IN : Clique est une émission sur laquelle plusieurs formats de Brand Content peuvent s’appuyer…
J.G. : Notre format de décryptage « La Clinquance » s’appuie en effet sur les codes de Clique. Nous venons d’ailleurs de l’utiliser pour la première fois en format social avec le parfum Le Mâle de Jean-Paul Gaultier, à travers un Reel sur Instagram, YouTube Shorts et TikTok, et un format Story intégrant un sondage pour engager les communautés.
IN : Le Brand Content permet-il aussi d’activer des enjeux business ?
J.G. : De plus en plus. Le Brand Content a souvent été situé en amont du funnel marketing mais beaucoup d’opérations activent aujourd’hui toutes les cordes du funnel : la considération, l’image, et l’impact business qui est la plupart du temps suivi et bien documenté.
L’impact business passe notamment par la capacité de l’opération à toucher une communauté de fans car ces « fandoms » ont un rôle de plus en plus important.

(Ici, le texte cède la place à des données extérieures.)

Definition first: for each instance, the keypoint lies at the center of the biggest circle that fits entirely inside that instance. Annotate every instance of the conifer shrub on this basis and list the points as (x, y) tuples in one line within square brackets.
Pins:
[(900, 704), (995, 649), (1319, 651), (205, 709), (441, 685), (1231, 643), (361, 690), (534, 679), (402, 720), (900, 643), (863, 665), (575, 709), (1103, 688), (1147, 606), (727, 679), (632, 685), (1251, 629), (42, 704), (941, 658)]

On l’a vu avec l’opération de Subway qui s’est inspirée des K-Dramas ou avec Rabanne qui a ciblé la communauté hyrox avec un « Challenge Invictus » invitant les créateurs et sportifs à se dépasser lots de défis extrêmes.
A la régie, nous avons monté pour le Crédit Mutuel une opération qui s’appuyait sur la communauté de la série Loups garous, dont la saison 2 était diffusée sur Canal+. Il s’agissait d’aider cet établissement à toucher une cible jeune autour de son positionnement de banque démocratique et sociétaire. Le spot empruntait l’univers de cette série et mettait en scène les personnages iconiques de la saga Crédit Mutuel, aux côtés de Charlie Haïd, vainqueur de la saison 1. Les post-tests ont montré que les codes de série et les mises en scène ont parlé à la cible.